1 comments

  • MarcellLunczer 13 hours ago ago

    Hi HN,

    I’m the co-founder of Neutral News AI: a site that tries to answer a simple question:

    “What actually happened here, across multiple biased sources, and can we check the claims against the original articles?”

    Link: https://neutralnewsai.com Analyzer: https://neutralnewsai.com/analyzer No signup needed to read the news or run a basic analysis.

    What it does

    • Crawls multiple outlets (left / center / right + wires / gov sites) for the same story.

    • Generates a short, neutral summary constrained to those sources (no extra web search).

    • Extracts atomic claims (events, numbers, quotes) from the draft.

    • Uses an MNLI model to test each claim against the underlying articles:

    • entailment → “Supported”

    • contradiction → “Refuted”

    • neutral → “Inconclusive”

    • Surfaces a “receipt ledger” per article: claim text, verdict, quote, source, timestamp.

    • Exposes the underlying models on an Analyzer page where you can paste any URL and get:

    • political bias score,

    • sentiment / subjectivity,

    • readability metrics,

    • a rough credibility signal.

    Stack and models

    • Backend: Python, PostgreSQL.

    • Crawling / aggregation: scheduled scrapers + RSS + manual curated source lists.

    • Bias / propaganda detection: transformer-based classifiers fine-tuned on public political news datasets, plus some hand-engineered features (e.g., source-level priors, readability, sentiment).

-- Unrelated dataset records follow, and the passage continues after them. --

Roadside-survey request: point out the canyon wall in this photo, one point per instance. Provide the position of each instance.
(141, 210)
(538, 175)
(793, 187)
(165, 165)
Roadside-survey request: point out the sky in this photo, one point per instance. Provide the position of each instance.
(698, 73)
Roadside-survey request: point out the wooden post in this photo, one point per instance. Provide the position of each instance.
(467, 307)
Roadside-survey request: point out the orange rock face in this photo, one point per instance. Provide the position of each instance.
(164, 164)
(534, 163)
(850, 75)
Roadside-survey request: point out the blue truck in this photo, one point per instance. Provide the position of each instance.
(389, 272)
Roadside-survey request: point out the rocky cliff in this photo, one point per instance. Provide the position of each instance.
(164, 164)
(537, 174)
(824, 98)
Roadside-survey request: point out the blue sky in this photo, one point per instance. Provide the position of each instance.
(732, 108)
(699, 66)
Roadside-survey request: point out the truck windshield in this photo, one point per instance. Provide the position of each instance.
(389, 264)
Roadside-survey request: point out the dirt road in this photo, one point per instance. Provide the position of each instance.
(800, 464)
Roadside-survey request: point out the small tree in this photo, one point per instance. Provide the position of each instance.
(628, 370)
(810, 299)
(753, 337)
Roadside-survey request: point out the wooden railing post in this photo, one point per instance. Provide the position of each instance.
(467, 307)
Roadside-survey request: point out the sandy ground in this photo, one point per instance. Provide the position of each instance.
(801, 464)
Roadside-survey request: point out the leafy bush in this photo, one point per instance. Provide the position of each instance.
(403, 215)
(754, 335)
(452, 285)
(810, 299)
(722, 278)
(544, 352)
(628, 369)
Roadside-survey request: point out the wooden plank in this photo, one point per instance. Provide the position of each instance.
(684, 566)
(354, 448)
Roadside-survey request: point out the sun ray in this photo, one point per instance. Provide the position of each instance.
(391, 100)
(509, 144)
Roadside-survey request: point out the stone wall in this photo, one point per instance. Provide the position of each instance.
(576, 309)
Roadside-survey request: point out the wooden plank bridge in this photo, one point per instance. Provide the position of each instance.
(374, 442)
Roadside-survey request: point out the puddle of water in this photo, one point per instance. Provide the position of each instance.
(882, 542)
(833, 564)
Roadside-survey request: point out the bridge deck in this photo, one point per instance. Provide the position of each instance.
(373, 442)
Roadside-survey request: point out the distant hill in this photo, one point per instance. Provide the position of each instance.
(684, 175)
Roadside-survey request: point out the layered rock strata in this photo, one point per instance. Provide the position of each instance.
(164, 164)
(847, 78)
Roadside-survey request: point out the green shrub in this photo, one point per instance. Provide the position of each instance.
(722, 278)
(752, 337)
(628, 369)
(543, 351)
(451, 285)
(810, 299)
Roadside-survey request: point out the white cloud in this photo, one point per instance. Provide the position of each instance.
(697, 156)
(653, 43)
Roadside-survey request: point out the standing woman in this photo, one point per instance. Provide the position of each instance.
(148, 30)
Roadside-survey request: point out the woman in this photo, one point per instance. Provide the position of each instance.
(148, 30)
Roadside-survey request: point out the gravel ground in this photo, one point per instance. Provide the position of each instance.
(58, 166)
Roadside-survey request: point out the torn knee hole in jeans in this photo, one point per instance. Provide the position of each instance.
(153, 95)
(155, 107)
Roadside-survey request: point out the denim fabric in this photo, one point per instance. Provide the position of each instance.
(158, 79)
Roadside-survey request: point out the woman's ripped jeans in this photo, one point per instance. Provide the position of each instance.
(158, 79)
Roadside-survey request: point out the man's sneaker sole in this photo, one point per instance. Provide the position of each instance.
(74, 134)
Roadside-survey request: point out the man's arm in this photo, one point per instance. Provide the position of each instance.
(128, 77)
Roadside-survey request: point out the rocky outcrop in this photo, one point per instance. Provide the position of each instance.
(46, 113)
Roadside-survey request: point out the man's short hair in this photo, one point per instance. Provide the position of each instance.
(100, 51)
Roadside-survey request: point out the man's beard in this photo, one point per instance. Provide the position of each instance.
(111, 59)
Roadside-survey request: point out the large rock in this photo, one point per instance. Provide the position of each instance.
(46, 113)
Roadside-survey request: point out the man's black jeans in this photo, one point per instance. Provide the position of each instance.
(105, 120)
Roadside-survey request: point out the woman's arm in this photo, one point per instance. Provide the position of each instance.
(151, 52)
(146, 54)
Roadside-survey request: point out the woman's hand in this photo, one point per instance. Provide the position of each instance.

In offline tests I get 93% accuracy on bias detection(happy to share more detail if people care).

    • Claim extraction: sentence segmentation + a lightweight classifier to label check-worthy clauses (counts, quotes, time-bound events, entity claims).

    • Fact-checking: MNLI model (currently DeBERTa-based) over (claim, evidence-passage) pairs with some heuristics to merge multiple snippets.

    • Frontend: Angular + server-rendered news pages for speed and SEO.

    The methodology is documented here with more detail:

    https://neutralnewsai.com/methodology

    What I’m unsure about

    • How far I can push MNLI-style models before needing a more explicit retrieval-augmented system or custom architectures.

    • Whether my current claim extraction approach is good enough for high-stakes use, or if I should move to a more formal information extraction pipeline.

    • How to expose uncertainty and failure modes in a way that’s actually useful for non-technical readers.

    Why I’m posting

    I’d like feedback from this community on:

    • ML / NLP choices you strongly disagree with.

    • Evaluation: what would be a more convincing test suite or benchmark?

    • UI/UX for showing “supported/refuted/inconclusive” without overselling model confidence.

    I’m very open to critique. If you think this is conceptually wrong or socially dangerous, I’d also like to hear that argument.

    Thanks for reading, Marcell